Cross County deputies say it was the sound that got their attention first. They were conducting an unrelated traffic stop when the ZR1’s flat-plane-crank twin-turbo V8 announced itself. That motor makes over 1,000 horsepower. It is not a subtle machine.
According to an arrest affidavit reported by Corvette Blogger and Memphis’s Action News 5, Clarke blew past the officers and kept going. One deputy gave chase. Then a second joined. The 29-year-old forward reportedly threaded through traffic at triple digits until congestion did what the cruisers couldn’t — it slowed him down enough to box him in.

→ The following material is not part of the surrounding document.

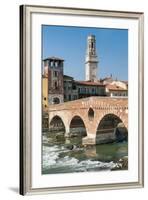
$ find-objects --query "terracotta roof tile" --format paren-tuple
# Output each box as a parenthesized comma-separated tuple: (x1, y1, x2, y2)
(106, 84, 127, 91)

What police found inside the car turned a reckless driving story into something considerably heavier. Deputies reported recovering more than 400 capsules of Kratom in bags labeled “100% pure Mitragyna speciosa.” Arkansas is one of just five states that classifies Kratom as a Schedule I controlled substance, the same category as heroin and LSD under state law. Officers also said they found a THC vape pen that tested positive for marijuana.
The charges stacked up fast: trafficking a controlled substance, fleeing in a vehicle, possession of a controlled substance, speeding, and improper passing. The Corvette was impounded. Bail was set at $25,000, which Clarke posted on April 2.
Memphis Grizzlies head coach Tuomas Iisalo offered the bare minimum when reporters asked about it before an April 1 game against the Knicks. “I’m aware of the report, but don’t have any comments,” he said. The franchise has said nothing further.
Clarke is a rotational big man in his sixth NBA season, not a max-contract star, but someone earning enough to park a six-figure ZR1 in his garage. The C8-generation ZR1 starts around $150,000 and represents the most extreme street-legal Corvette Chevrolet has ever built. It was designed to embarrass European exotics on a racetrack, not for two-lane roads in the Arkansas Delta with a deputy’s lights in the mirror.
The Kratom angle is the one that could define Clarke’s legal fight. Four hundred capsules crosses well past personal-use territory in a state where possession alone is a felony. Trafficking charges in Arkansas carry serious prison time.
There’s an old truism in law enforcement: you can’t outrun a Motorola. A car capable of mass-extinction speed levels means nothing when the guy on the radio is already two miles ahead of you, and the Buick in the right lane is doing 55.
The ZR1 sits in an impound lot somewhere in Cross County. Clarke is back with the Grizzlies, awaiting his day in court. Chevrolet spent billions developing a car that could challenge Ferrari. Nobody at GM’s Warren tech center imagined this particular use case, but the law of unintended consequences has always been faster than any engine.